Josef Škvorecký (1924 -)


Škvorecký is one of the leading Czech prose fiction writers since the 1960’s. His debut-novel Zbabělci (The Cowards) (1958) was officially criticized as an attack on the interpretation of the liberation of Czechoslovakia by the Soviet Red Army at the end of the Second World War. In the 1960s, Škvorecký established a reputation as an editor, translator from English (especially Hemingway), and an enfant terrible of Czech literature. After the Warsaw Pact Invasion of 1968, he left Czechoslovakia for Canada where he taught literature and ran a publishing house Sixty-Eight Publishers in Toronto.
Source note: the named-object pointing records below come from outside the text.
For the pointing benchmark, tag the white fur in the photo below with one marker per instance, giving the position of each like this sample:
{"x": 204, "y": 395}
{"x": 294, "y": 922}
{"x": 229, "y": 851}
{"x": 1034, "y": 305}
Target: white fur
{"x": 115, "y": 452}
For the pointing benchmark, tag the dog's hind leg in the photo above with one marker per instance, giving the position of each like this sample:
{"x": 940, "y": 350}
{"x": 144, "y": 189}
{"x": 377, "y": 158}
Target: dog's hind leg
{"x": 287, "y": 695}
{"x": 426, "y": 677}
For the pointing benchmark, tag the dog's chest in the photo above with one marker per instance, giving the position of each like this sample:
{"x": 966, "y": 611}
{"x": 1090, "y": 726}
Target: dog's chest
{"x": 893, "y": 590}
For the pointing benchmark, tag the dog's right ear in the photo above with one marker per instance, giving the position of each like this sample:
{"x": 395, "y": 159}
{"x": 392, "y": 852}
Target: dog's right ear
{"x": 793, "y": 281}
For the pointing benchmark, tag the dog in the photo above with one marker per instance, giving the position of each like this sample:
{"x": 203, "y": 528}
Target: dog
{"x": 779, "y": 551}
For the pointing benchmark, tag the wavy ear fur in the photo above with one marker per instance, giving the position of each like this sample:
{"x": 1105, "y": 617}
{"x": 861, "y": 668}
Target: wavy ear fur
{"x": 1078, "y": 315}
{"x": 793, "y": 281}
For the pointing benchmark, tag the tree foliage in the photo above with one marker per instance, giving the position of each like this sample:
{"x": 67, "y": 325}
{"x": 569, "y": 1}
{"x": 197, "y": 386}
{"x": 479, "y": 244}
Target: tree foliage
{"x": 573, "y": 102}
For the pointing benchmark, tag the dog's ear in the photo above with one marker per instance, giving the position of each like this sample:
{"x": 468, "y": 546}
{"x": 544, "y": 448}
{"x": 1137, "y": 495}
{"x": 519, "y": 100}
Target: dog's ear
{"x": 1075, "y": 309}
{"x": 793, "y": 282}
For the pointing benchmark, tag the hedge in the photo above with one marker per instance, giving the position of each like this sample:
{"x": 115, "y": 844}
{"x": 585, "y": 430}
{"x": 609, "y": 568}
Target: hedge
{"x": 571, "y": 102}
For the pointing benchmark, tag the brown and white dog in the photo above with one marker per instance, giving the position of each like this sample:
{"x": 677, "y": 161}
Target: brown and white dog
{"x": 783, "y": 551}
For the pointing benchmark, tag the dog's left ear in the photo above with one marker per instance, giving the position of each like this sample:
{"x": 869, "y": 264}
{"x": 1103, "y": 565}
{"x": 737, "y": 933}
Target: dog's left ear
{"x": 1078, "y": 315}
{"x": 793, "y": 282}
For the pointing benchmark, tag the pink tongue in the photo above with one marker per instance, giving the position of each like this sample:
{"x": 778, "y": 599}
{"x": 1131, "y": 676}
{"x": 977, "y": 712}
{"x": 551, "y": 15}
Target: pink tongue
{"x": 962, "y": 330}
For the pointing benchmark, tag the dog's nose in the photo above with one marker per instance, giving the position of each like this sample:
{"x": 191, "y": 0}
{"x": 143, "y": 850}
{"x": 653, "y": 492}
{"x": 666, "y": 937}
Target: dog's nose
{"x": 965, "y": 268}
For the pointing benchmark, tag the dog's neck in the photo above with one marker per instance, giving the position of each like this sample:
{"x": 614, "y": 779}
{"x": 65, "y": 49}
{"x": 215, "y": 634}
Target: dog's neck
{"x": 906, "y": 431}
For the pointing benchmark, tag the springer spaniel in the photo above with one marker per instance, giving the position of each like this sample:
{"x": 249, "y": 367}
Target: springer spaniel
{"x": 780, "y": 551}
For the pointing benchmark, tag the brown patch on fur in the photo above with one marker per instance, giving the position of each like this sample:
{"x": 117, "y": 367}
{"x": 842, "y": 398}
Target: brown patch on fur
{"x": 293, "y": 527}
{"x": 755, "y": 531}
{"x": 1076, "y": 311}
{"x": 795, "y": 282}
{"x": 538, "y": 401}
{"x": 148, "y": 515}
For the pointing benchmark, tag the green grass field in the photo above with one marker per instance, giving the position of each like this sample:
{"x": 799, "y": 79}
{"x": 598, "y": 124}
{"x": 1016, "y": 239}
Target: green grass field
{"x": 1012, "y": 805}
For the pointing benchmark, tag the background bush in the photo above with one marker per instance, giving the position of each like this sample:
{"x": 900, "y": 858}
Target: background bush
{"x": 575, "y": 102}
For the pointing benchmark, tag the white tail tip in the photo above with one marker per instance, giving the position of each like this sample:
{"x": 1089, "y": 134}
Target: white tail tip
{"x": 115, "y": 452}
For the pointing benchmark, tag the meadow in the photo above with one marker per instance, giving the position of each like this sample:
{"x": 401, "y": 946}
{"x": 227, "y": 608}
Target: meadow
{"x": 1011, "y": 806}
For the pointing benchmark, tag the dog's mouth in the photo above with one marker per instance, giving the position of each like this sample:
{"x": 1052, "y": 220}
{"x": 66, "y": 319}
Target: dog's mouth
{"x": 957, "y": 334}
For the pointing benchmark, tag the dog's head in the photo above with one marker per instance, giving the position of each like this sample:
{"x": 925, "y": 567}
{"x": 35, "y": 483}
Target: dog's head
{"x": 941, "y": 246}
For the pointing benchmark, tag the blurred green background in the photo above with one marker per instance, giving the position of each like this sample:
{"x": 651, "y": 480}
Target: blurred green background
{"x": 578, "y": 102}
Škvorecký covers a wide spectrum of genres:

partially autobiographical tales and novels -- Prima sezóna (The Swell Season) (1975 in Toronto, 1990 in Prague) Konec nylonového věku(1967), Tankový prapor (The Republic of Whores) (1971 in Toronto, 1990 in Prague), Povídky tenorsaxofonisty(The Tenor Saxophonist’s Story) (1993 in Toronto);

sociological novels -- Lvíče (Miss Silver’s Past) (1969), Mirákl (The Miracle Game) (1972 in Toronto, 1991 in Prague);

psychological stories (Sedmiramenný svícen (1964), Legenda Emöke (1963);

detective stories (four books with Lieutenant Borůvka). Abroad he wrote his most ambitious novel Příběh inženýra lidských duší (The Engineer of Human Souls, 1977 in Toronto, 1992 in Prague);

and descriptive historical novels -- Scherzo capriccioso, (Dvorak in Love) (1984), Nevěsta z Texasu (The Bride from Texas) (1992).

Recently, Škvorecký reached a high acclaim with his postmodern mystification Nevysvětlitelný příběh aneb Vyprávění Questa Firma Sicula (1998). His collected works, including poetry, are now being published in the Czech Republic.

Škvorecký has been extensively translated into English. The English publications include his essays Talkin’ Moscow Blues. Because his texts are based on plot structure and strong visual aspects, more than 15 of his texts were made into movies and TV series.